An Substack post unknown published this week opposes the start-up Delve “false” claims to the satisfaction of “hundreds of customers who comply” with privacy and security laws, which could expose those customers to “criminal charges under HIPAA and significant fines under GDPR.”

Delve is a startup that backed Y Combinator last year announced a $32 million Series A raise at a cost of $300 million. (The round was led by Insight Partners.) On Friday, the founders tried to counter the allegations and on his blogcalling Substack’s post “misleading” and saying it “contains several incorrect statements.”

The Substack post is called “DeepDelver,” who described himself as working on the (now defunct) Delve client.

DeepDelver also reported that it received an email in December that the startup had “released a website with confidential customer reports.” Although Delve CEO Karun Kaushik appears to have assured customers in a follow-up email that they are following through and that no outside group has obtained sensitive information, DeepDelver said they and other customers have grown suspicious.

“Having the same experience with Delve, and realizing that there was something fishy about it, we decided to gather some resources and investigate together,” he wrote.

Their ending? That Delve “lives up to its claim of being the fastest fraud proofing platform, issuing auditor audits instead of rubber stamp verification mills, skipping major requirements and telling customers 100% compliance.”

DeepDelver elaborated on the claims, accusing the startup of providing customers with “evidence of meetings, tests, and methods that have never been done before,” and forcing those customers to “choose between relying on fake evidence or doing a lot of manual work with virtual machines or AI.”

DeepDelver also said that almost all of Delve’s customers appear to have gone through two accounting firms, Accorp and Gradient, which he described as “part of the same service,” operating mainly in India, which is limited to the United States.

Those companies, they said, are rubber-stamping reports produced by Delve.
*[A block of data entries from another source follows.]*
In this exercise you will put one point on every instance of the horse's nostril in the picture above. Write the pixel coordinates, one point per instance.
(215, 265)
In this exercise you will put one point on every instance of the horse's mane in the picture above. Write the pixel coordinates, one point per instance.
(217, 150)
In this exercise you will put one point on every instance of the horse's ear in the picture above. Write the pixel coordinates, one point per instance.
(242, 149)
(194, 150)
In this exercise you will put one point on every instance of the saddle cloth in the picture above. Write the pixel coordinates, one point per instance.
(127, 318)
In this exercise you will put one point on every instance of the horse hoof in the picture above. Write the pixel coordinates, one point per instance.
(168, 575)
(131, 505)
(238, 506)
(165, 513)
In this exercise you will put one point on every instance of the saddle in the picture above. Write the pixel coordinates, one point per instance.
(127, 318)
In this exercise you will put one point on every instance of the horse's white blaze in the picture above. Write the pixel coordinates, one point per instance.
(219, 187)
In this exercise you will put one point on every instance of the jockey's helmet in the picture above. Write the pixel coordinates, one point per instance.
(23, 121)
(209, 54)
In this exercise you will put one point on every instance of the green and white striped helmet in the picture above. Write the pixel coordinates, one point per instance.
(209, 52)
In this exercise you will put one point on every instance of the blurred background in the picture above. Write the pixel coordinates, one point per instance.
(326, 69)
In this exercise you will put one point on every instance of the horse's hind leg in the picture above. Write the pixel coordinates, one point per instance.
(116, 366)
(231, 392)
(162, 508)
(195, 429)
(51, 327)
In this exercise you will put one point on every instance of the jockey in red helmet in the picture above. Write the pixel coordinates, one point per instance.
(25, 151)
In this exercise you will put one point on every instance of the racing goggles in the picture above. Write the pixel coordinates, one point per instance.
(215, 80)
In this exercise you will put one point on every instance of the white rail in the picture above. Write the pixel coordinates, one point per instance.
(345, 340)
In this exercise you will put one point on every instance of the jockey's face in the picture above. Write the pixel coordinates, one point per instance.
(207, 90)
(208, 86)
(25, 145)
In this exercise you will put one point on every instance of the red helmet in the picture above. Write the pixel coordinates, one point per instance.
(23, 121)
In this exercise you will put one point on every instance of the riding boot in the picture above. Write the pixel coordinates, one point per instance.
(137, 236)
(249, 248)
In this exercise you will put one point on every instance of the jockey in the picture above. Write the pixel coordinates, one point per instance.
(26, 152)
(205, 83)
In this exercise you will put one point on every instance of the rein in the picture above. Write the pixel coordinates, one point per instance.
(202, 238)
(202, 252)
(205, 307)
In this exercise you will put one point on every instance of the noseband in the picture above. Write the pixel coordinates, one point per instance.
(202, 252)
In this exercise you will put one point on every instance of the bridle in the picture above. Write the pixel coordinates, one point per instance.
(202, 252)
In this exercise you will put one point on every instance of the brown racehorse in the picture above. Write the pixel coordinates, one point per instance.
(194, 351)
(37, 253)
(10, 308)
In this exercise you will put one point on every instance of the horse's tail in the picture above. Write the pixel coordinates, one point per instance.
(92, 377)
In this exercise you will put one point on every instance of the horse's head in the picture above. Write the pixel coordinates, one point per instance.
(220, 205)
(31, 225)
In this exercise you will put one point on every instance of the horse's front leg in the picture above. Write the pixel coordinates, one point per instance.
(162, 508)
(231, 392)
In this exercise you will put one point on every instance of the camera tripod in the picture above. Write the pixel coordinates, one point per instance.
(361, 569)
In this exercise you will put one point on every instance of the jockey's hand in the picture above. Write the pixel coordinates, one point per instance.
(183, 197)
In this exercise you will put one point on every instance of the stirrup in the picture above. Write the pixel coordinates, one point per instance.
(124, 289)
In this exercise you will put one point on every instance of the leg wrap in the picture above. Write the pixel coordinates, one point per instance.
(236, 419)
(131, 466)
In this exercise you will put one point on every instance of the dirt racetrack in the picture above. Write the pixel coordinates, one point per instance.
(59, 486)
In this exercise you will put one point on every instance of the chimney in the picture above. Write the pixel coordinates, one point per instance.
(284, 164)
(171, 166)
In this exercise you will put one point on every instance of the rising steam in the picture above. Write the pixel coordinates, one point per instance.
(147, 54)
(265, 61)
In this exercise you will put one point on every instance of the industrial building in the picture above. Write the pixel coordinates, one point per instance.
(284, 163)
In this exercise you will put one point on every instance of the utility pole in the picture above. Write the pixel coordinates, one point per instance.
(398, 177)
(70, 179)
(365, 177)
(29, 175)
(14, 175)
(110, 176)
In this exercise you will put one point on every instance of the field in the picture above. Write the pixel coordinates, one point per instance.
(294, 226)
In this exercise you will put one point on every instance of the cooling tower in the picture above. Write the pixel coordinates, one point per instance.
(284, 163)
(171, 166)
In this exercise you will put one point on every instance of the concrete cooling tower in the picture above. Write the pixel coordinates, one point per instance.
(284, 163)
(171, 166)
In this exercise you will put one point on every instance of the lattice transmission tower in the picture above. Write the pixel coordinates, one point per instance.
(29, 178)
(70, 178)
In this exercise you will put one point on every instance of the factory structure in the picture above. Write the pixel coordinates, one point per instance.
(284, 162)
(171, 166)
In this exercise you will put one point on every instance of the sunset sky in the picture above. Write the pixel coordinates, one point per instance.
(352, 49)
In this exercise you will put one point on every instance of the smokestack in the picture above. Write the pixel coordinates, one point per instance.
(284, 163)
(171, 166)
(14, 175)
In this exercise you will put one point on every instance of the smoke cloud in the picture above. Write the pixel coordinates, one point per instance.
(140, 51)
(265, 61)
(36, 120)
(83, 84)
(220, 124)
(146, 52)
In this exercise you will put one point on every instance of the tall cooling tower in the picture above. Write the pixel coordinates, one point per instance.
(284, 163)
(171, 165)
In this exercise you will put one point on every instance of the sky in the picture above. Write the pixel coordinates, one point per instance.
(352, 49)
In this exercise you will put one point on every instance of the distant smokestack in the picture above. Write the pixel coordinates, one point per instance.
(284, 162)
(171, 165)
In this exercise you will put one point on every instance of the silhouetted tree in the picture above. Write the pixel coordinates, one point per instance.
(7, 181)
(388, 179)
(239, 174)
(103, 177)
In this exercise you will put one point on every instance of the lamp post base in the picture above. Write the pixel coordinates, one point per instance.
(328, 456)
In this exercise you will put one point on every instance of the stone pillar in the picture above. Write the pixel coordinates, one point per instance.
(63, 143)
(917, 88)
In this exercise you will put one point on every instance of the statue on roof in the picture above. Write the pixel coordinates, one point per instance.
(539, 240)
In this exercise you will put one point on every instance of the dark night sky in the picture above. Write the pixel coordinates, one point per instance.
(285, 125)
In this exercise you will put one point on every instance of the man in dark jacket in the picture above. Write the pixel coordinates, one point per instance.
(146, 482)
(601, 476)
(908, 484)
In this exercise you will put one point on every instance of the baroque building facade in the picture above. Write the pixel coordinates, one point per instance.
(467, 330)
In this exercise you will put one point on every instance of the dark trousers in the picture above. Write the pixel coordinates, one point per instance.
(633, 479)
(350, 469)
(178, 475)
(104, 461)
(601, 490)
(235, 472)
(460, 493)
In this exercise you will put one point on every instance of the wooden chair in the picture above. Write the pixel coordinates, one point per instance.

As a result, DeepDelver said that the startup “disrupts” its approach: “By creating auditors’ calculations, test methods, and final reports before independent evaluation, Delve puts itself in the role of both initiators and testers. This is not technology. It is a fraud that prevents all evidence.”

In addition to accusing Delve of misleading its customers, DeepDelver said the startup helps those customers “mislead people by maintaining trusted websites with unprecedented security.”

Regarding its relationship with Delve, DeepDelver said that their company has not published its trust page and does not rely on it to initiate tracking.

Delve responded to the allegations by saying that it does not report listeners at all. Instead, it’s an “automated platform” that enters compliance-related information, then provides auditors with access to that information.

“Final reports and recommendations are provided by independent, certified auditors, not Delve,” the company said.

Delve stated that its clients “can choose to work with an accountant of their choice or choose to work with Delve’s independent, certified third-party accounting firm.” These companies, the founders said, “are established companies that are widely used in all industries, combined with other tracking systems.”

Responding to accusations that it provides customers with “false evidence,” Delve countered that it only provides “templates to help teams document their activities in the same way as other tracking platforms.”

“Preparatory templates are not the same as ‘pre-filled proofs,'” the company said.

Delve added that it is “actively investigating the issue” and is “still evaluating Substack.”

TechCrunch sent an email seeking additional comment to the press contact address on Delve’s website; The email is out. We have also contacted DeepDelver for additional comments.